Saturday they went home to their wonderful forever family and I hear they love it there. Lots of kids to keep them entertained and occupied and snuggle with. Problem is I really, really miss them. Polly and Coco seem to really, really miss them. :roll:

This current batch of foster babies upstairs don't even want to leave the room let alone visit with Polly. Momma cat has to be locked up when I prop open the door or she tries to attack Polly which of course adds to the tension in the air and then NO one REALLY wants to leave the room. :x

So we are all a bit down here. Even hubby misses all the hubbub these kittens created!


----------



## Jenny bf (Jul 13, 2013)

Oh that would leave me feeling the same way. These furbabies do have a way of sliding into your heart and family. But the good part is they now have found their wonderful forever home, and thats partly thanks to all that wonderful love and attention you gave those kittens.
It must be tough to go from such lovies to your present more difficult guests, but that may be a good thing after feeling so sad with these last ones, these will be easier to le go. Sending hugs from Dubai


----------



## Marcia (Dec 26, 2010)

Thanks, Jenny! Little Seth was a purr monster and a total love bug. My husband especially loved him. He was the more loving of the 2 yet still a total boy! The upside with staying here so long is it broke him of nursing on his sister. I won't say WHERE he would nurse her but lets just say I'm very, very glad he stopped. Ewww.....


----------



## howsefrau32 (Mar 6, 2013)

I'm so sorry Marcia. I can imagine how hard that must be to get used to it. But you are an amazing person for taking these babies in and finding them good homes, even though you know your heart will break in the end. Sorry your having a hard time today.


----------



## G-PEG123 (Feb 20, 2014)

I'm sorry you're feeling a bit blue Marcia. I could never do what you do. I would have a houseful of cats. Our association limits us to 2, so it wouldn't work out anyway. 

Maybe taking a break when the current ones are gone would help? Hugs to you!


----------



## cat owner again (Dec 14, 2012)

Marcia, I always felt it must be difficult to do what you do. This new batch may turn around when they get a little older. Meanwhile I have a nice plump 2.5 year old male that I would love to give you but I wouldn't do that to you.


----------



## Jetlaya67 (Sep 26, 2012)

I am sorry, Marcia! Those little ones leave the biggest holes when they leave. I know it is not easy but at least you have the comfort of knowing they are loved and with a nice family. Hugs to you.


----------



## Marcia (Dec 26, 2010)

Jetlaya67 said:


> I am sorry, Marcia! Those little ones leave the biggest holes when they leave. I know it is not easy but at least you have the comfort of knowing they are loved and with a nice family. Hugs to you.

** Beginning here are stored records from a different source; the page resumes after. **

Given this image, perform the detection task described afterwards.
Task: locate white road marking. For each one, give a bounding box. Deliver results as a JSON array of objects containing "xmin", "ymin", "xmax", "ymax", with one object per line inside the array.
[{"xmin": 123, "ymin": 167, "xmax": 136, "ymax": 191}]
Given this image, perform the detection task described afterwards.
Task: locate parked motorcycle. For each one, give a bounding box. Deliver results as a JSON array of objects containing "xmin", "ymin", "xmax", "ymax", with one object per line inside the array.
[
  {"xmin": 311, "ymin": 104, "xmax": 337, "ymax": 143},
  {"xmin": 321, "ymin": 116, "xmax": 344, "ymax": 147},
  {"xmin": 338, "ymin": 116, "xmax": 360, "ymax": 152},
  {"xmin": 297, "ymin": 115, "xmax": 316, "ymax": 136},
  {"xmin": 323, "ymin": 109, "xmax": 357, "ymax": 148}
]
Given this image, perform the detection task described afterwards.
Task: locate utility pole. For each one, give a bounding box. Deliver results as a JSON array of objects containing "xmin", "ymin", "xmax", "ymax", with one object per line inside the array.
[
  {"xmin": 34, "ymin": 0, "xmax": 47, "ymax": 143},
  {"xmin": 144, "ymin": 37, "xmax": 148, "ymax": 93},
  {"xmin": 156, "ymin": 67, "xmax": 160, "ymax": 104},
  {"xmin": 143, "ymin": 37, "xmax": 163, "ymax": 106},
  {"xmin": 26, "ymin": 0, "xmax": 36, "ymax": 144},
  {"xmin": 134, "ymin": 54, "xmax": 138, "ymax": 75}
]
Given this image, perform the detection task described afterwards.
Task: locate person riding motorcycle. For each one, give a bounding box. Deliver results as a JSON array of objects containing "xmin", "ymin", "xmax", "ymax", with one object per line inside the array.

Jetlaya, you nailed it! It IS SO comforting to know they are with a great family that has 3 little kids that just love them. The kittens are getting LOTS of play time - something I just didn't do enough of for their liking (thank you Polly for helping me out there!). This will pass. Every now and then I get a great kitten that steals my heart and I am lost without them for a few days but I remind myself that as much as I'd like, I can't keep them all. :roll:


----------